February 11, 2013
By Allie Johnson, InsWeb.com
Are you trying to dream up the perfect Valentine’s Day gift for the love of your life? Experts have a suggestion that certainly isn’t over-the-top romantic: life insurance.
The holiday that celebrates love should serve as a reminder to do everything you can for those you care for, including providing financial security by making sure you’re adequately insured, says Marvin Feldman, president and CEO of the LIFE Foundation, a nonprofit dedicated to educating consumers about life, disability and long-term care insurance.
To encourage consumers to think of showing their love beyond cards and roses in February, the nonprofit each year runs the Insure Your Love campaign, which uses tools like public service announcements and quizzes to get consumers thinking about whether they have enough life insurance.
Loving someone means you want the best for them, Feldman says. But if you die without being adequately insured, it could force the one you care for to find work or get a second job, move to a less expensive home and put plans on hold – all while grieving. “When you lose someone tragically, the emotional burden is enough to deal with,” says Jeff Rose, a certified financial planner who runs LifeInsuranceByJeff.com.
Love before marriage
It’s a given that spouses who depend on each other financially need life insurance, experts say, but what if you haven’t tied the knot? Life insurance still might be a good idea to protect your girlfriend, boyfriend or partner. Here are some scenarios where it might be needed, according to Feldman:
• You’ve been dating and have fallen in love, but he or she is carrying a lot of debt. If anything were to happen to you, you’d want your other half to be able to pay those creditors and make a fresh start.
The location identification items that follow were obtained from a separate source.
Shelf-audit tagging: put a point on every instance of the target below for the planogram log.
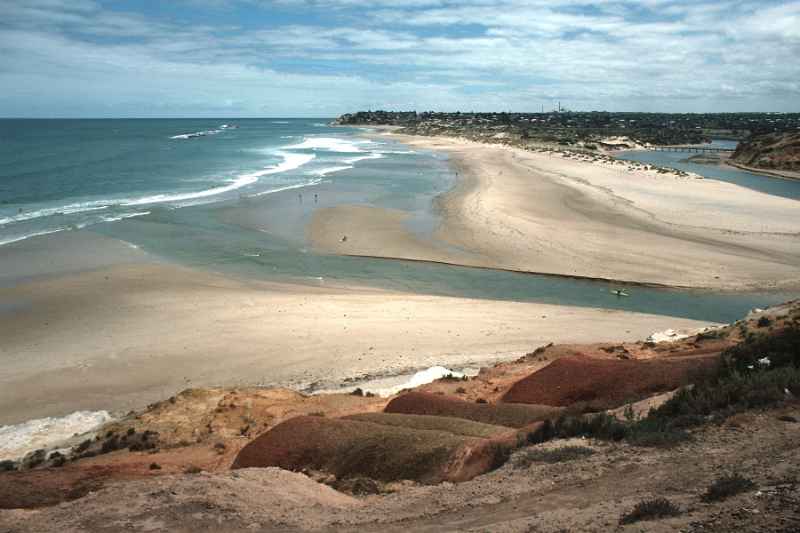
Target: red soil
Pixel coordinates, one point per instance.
(514, 416)
(600, 384)
(351, 448)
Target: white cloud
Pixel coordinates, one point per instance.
(479, 54)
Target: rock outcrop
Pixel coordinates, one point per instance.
(772, 151)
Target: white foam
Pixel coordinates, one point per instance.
(330, 170)
(29, 235)
(391, 386)
(310, 183)
(69, 209)
(199, 133)
(19, 439)
(124, 216)
(372, 155)
(329, 144)
(290, 162)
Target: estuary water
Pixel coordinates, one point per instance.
(202, 192)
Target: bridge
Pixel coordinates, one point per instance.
(696, 149)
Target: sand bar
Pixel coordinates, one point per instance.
(541, 212)
(123, 336)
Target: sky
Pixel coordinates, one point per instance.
(321, 58)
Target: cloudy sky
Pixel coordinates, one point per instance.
(96, 58)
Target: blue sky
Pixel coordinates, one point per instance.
(235, 58)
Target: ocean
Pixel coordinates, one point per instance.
(235, 196)
(61, 175)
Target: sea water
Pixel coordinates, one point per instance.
(236, 196)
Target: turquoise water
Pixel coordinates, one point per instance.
(206, 200)
(57, 175)
(758, 182)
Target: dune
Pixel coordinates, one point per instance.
(514, 416)
(355, 448)
(600, 384)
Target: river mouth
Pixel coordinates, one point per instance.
(262, 236)
(711, 169)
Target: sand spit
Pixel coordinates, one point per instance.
(134, 334)
(587, 493)
(585, 216)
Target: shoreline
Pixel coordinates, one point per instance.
(490, 200)
(129, 335)
(785, 175)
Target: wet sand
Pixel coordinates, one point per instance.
(120, 337)
(541, 212)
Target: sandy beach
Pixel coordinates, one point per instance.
(122, 336)
(547, 213)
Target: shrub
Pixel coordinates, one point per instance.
(600, 426)
(650, 510)
(727, 486)
(557, 455)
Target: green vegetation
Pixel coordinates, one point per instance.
(650, 510)
(557, 455)
(727, 486)
(586, 130)
(760, 372)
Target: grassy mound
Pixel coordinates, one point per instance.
(761, 372)
(600, 384)
(456, 426)
(508, 415)
(355, 448)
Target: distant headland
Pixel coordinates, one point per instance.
(586, 130)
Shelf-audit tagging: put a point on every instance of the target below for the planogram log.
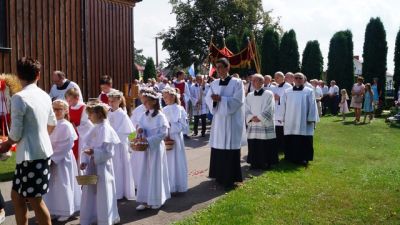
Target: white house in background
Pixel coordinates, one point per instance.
(357, 65)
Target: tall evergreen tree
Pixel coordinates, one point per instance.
(313, 62)
(270, 52)
(149, 70)
(375, 54)
(396, 75)
(289, 53)
(340, 64)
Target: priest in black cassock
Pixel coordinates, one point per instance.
(260, 107)
(299, 114)
(225, 99)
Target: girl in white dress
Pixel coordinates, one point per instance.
(177, 164)
(121, 123)
(137, 157)
(63, 199)
(99, 202)
(153, 188)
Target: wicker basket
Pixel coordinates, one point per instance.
(169, 144)
(139, 145)
(86, 179)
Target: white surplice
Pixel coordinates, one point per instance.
(64, 196)
(83, 128)
(227, 128)
(264, 108)
(124, 183)
(279, 90)
(137, 157)
(99, 202)
(298, 111)
(177, 164)
(153, 187)
(198, 93)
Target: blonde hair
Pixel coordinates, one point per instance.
(99, 109)
(64, 105)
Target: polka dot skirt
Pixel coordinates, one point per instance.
(31, 178)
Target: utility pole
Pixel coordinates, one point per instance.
(156, 52)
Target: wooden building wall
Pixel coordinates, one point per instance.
(83, 38)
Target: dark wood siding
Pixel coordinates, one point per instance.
(85, 39)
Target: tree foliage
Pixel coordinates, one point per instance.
(340, 60)
(149, 70)
(312, 62)
(289, 58)
(375, 54)
(396, 75)
(197, 20)
(270, 52)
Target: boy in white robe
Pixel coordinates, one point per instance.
(225, 100)
(299, 114)
(153, 188)
(278, 91)
(198, 92)
(177, 164)
(121, 123)
(99, 202)
(138, 157)
(63, 198)
(260, 107)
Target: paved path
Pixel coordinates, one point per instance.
(202, 192)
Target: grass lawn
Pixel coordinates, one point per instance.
(354, 179)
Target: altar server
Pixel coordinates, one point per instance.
(299, 114)
(99, 202)
(177, 164)
(121, 123)
(153, 188)
(225, 100)
(64, 196)
(260, 107)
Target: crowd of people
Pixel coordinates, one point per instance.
(59, 134)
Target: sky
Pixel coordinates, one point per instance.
(311, 19)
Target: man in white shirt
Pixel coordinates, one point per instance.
(278, 91)
(324, 100)
(299, 114)
(268, 83)
(32, 119)
(333, 94)
(61, 85)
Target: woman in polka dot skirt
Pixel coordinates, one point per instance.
(64, 194)
(32, 119)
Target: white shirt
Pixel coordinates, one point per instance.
(334, 90)
(55, 93)
(31, 112)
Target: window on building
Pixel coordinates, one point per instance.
(3, 24)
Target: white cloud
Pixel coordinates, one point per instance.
(320, 19)
(311, 19)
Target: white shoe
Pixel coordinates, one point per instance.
(5, 156)
(156, 206)
(63, 218)
(141, 207)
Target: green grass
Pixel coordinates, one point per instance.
(7, 169)
(354, 179)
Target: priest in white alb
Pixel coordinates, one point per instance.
(225, 100)
(299, 115)
(260, 109)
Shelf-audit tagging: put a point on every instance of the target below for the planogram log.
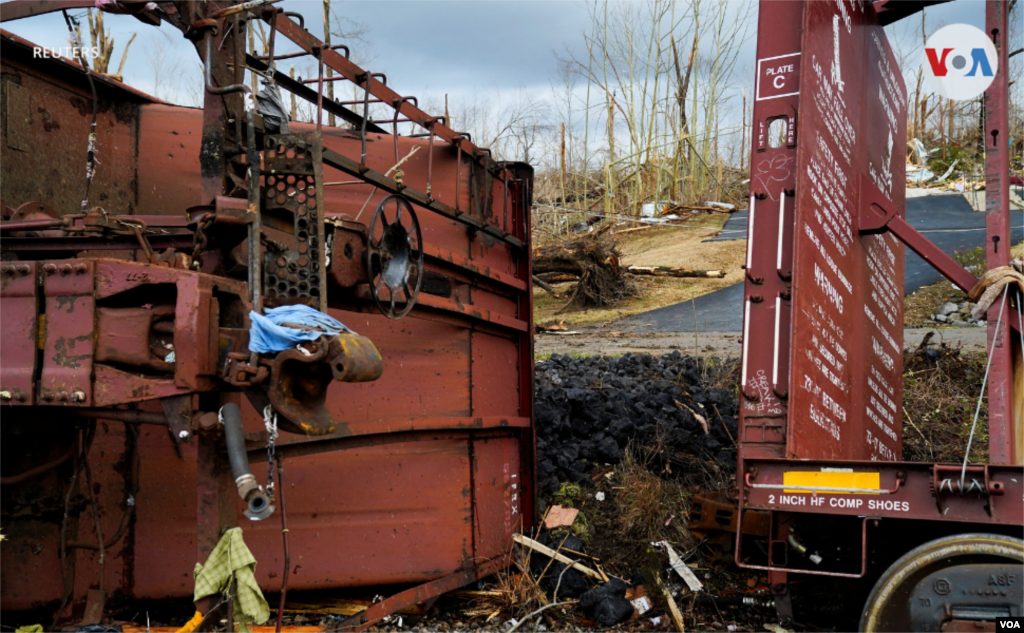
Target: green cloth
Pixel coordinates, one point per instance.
(230, 563)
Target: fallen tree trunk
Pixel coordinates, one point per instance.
(670, 271)
(546, 287)
(557, 278)
(593, 261)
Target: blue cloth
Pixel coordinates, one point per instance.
(267, 335)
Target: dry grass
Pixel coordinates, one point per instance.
(921, 304)
(511, 594)
(940, 393)
(658, 246)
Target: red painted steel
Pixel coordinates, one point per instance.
(846, 397)
(767, 308)
(843, 410)
(431, 467)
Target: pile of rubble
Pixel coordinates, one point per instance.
(588, 411)
(955, 314)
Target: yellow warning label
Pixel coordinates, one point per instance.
(862, 480)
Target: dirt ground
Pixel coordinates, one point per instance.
(658, 246)
(607, 342)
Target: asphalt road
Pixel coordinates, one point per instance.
(947, 220)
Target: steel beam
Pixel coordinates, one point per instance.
(1000, 377)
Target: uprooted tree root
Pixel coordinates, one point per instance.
(594, 259)
(941, 385)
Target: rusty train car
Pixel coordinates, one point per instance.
(846, 522)
(127, 319)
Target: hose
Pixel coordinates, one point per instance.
(249, 491)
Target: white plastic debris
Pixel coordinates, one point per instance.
(642, 604)
(680, 566)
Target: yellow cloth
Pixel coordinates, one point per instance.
(192, 624)
(230, 568)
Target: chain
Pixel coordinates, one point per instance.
(270, 423)
(204, 224)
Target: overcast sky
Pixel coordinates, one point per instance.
(426, 46)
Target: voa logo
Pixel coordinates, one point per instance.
(960, 61)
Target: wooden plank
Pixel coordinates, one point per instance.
(547, 551)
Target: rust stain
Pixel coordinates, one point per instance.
(64, 348)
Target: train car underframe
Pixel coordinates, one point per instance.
(910, 546)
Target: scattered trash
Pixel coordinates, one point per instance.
(192, 624)
(642, 604)
(230, 561)
(680, 566)
(269, 334)
(607, 604)
(560, 516)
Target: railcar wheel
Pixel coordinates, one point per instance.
(887, 608)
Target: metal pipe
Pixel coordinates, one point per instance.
(238, 8)
(235, 438)
(208, 68)
(40, 469)
(31, 224)
(128, 416)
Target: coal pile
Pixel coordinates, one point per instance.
(589, 410)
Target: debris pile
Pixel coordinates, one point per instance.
(955, 314)
(593, 261)
(589, 410)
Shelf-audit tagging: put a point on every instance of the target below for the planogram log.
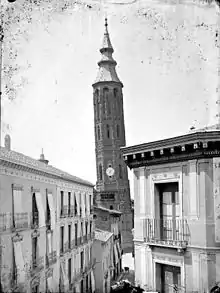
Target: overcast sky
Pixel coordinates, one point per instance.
(167, 61)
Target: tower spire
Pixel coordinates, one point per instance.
(107, 64)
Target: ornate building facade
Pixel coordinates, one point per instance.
(46, 227)
(113, 191)
(177, 212)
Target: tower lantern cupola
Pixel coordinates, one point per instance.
(107, 64)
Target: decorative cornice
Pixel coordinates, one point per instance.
(191, 151)
(21, 172)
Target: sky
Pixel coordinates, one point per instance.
(167, 60)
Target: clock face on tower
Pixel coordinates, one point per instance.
(110, 171)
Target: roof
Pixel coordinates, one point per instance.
(102, 235)
(28, 162)
(107, 210)
(192, 146)
(193, 137)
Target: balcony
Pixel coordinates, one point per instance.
(67, 246)
(17, 221)
(35, 220)
(67, 211)
(51, 258)
(37, 265)
(167, 233)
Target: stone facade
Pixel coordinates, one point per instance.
(110, 220)
(40, 208)
(112, 185)
(103, 248)
(186, 249)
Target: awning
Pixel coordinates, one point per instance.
(50, 284)
(19, 261)
(65, 279)
(93, 281)
(40, 208)
(116, 254)
(52, 210)
(119, 249)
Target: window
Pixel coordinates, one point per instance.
(86, 229)
(69, 269)
(120, 171)
(35, 289)
(34, 251)
(98, 133)
(105, 97)
(81, 259)
(35, 215)
(100, 171)
(81, 287)
(91, 227)
(62, 239)
(69, 203)
(75, 211)
(76, 233)
(118, 131)
(48, 216)
(87, 283)
(61, 203)
(81, 232)
(108, 131)
(69, 236)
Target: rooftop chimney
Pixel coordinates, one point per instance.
(42, 158)
(8, 142)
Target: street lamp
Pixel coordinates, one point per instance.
(1, 42)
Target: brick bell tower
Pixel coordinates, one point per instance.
(113, 191)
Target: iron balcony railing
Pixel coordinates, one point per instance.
(51, 258)
(37, 264)
(14, 221)
(67, 211)
(168, 232)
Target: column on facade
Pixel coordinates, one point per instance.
(149, 267)
(196, 270)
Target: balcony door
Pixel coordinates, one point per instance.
(168, 278)
(169, 211)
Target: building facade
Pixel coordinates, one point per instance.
(177, 214)
(112, 178)
(110, 220)
(103, 250)
(46, 227)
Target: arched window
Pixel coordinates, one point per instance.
(120, 171)
(105, 100)
(100, 171)
(98, 133)
(108, 131)
(118, 131)
(98, 111)
(97, 104)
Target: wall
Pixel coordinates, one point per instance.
(197, 206)
(27, 181)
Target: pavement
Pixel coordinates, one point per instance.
(128, 276)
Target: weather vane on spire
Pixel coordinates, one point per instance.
(106, 22)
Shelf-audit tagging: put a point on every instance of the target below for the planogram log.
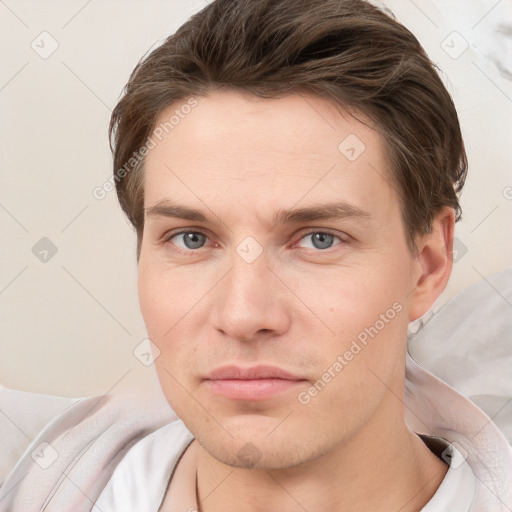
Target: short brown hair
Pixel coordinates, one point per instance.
(347, 51)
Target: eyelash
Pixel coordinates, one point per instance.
(166, 239)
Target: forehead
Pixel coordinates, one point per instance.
(233, 148)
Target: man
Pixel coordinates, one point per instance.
(291, 170)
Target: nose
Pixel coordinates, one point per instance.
(251, 302)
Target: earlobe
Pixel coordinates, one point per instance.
(433, 263)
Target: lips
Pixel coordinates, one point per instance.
(255, 372)
(252, 384)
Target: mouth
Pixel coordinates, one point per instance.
(254, 384)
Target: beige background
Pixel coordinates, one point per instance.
(69, 325)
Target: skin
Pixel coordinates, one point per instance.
(298, 306)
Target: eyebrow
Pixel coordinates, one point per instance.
(327, 211)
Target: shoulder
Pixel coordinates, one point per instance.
(85, 442)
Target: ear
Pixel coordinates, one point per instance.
(433, 262)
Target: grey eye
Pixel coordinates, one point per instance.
(192, 239)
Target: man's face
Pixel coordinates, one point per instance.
(325, 300)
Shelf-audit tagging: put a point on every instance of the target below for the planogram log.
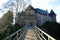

• You and your partner live together, have a joint bank account and share a mortgage that would be tough for either one of you to pay alone. You’re practically married, except for the rings and the marriage license.
• You recently got engaged, and you’re flipping through wedding magazines and dreaming of honeymoon destinations. The time to get life insurance is now, while you’re younger, and maybe healthier, than if you wait a few years, Rose says.
• Maybe you’re divorced and your kids are grown, but you adore your grandkids and would like to leave them some money.
The bottom line? Whether you need life insurance depends on two things: your finances and your feelings. “Do what your heart tells you to do,” Feldman says.
Where to start?
So, if you’ve decided you want to get life insurance or to bump up your coverage, what’s the best way to do so? Experts recommend taking these steps:
1. Estimate your needs – Use an online calculator to get an idea of how much coverage you need, Feldman recommends. If you already have coverage, the calculator will help you figure out whether it’s enough.
2. Go to a pro – Visit a certified financial planner or life insurance agent who can help you decide which type of life insurance is best for you. For example, should you buy term life insurance, which pays a set amount if the policyholder dies during a certain time period, such as 20 or 30 years? Or would you be better off with a policy that accumulates a cash value? A pro can help you sort through other details, such as who, or what, to name as your beneficiary, Rose says.
3. Don’t procrastinate – If you’re putting off getting life insurance because you’re too busy, see whether your employer offers life insurance. Rose usually advises against getting life insurance through work because the amount offered can be too low and many people change jobs regularly, forcing them to get new insurance each time. However, he says it can be a temporary solution for procrastinators. “It can be as simple as going to HR and signing a form and having $10 a month deducted from your paycheck,” he says.
Chocolate, romantic dinner – or life insurance?
In a survey conducted by the LIFE Foundation, one out of four people said they thought life insurance would make a good Valentine’s gift.
So, should you buy life insurance, wrap the policy in a red bow and give it to your loved one on Valentine’s Day in lieu of diamond earrings, a hot air balloon ride or a box of truffles?
That’s probably not the most romantic thing to do, Rose says. “Valentine’s Day is for the flowers, the chocolate, the dinner and the card,” he says. “But the day after, it’s time to get on the ball and get life insurance.”